Very good info Debbie. Thanks for sharing action

Question though, you still need the water pump turned on so when the valve is opened at least on our OB's water is running from the commode is there a bypass on 5er's commodes to shut the water off?

Bill.


----------



## nascarcamper (Jan 27, 2005)

I want lots of water in my black tank. If I'm that far out of the way I'd use the woods first.


----------



## Oregon_Camper (Sep 13, 2004)

nascarcamper said:


> I want lots of water in my black tank. If I'm that far out of the way I'd use the woods first.
> 
> 
> 
> ...


What he said...


----------



## HootBob (Apr 26, 2004)

Oregon_Camper said:


> nascarcamper said:
> 
> 
> > I want lots of water in my black tank.

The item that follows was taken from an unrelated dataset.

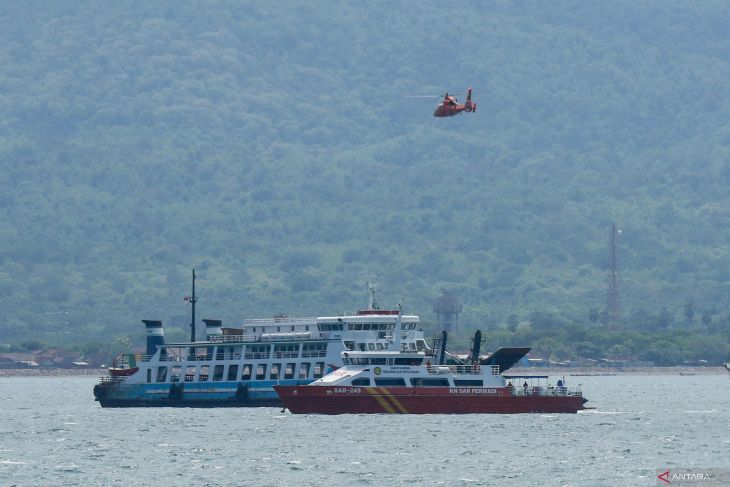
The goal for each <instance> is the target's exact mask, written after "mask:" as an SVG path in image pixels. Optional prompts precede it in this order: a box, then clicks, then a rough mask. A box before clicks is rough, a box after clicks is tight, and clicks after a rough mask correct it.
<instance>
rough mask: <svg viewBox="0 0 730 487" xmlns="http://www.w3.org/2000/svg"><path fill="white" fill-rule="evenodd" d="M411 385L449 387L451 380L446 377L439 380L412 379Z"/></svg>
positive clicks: (429, 378) (414, 386) (435, 386)
mask: <svg viewBox="0 0 730 487" xmlns="http://www.w3.org/2000/svg"><path fill="white" fill-rule="evenodd" d="M411 385H413V386H414V387H449V379H447V378H446V377H441V378H439V379H430V378H427V379H422V378H413V379H411Z"/></svg>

If I'm that far out of the way I'd use the woods first.
> ...


What they both said









Don


----------



## debkirkland (Jul 14, 2005)

2500Ram said:


> Question though, you still need the water pump turned on so when the valve is opened at least on our OB's water is running from the commode is there a bypass on 5er's commodes to shut the water off?
> 
> Bill.
> [snapback]94258[/snapback]​


I don't know as I don't have one myself. Just learned this from another forum of mostly fulltimers who do a lot of boondocking on BLM lands out west. I just assumed that when you use it, the water doesn't flow into the commode, just like the sprayer at your kitchen sink. I will ask them.
Debbie


----------



## debkirkland (Jul 14, 2005)

nascarcamper said:


> I want lots of water in my black tank.
> [snapback]94275[/snapback]​


That's not a problem. There will be enough water if you let it get full before dumping, which you should always do. Plus, if you've been out boondocking, you'll probably flush things out well when you get to a water source.
Debbie


----------



## Oregon_Camper (Sep 13, 2004)

debkirkland said:


> ....Just learned this from another forum of mostly fulltimers who do a lot of boondocking on BLM lands out west.
> 
> Debbie
> [snapback]94339[/snapback]​


There's other forums?


----------



## HootBob (Apr 26, 2004)

Oregon_Camper said:


> There's other forums?
> 
> 
> 
> ...


Yeah Jim
But not as Good as here though









Don


----------



## Thor (Apr 7, 2004)

Other sites??????

I have 2 bookmarks

Outbackers.com
ebay.ca

what else does anyone need









Thor


----------



## tdvffjohn (Mar 10, 2005)

Thor said:


> Other sites??????
> 
> I have 2 bookmarks
> 
> ...


Hotrodders.com


----------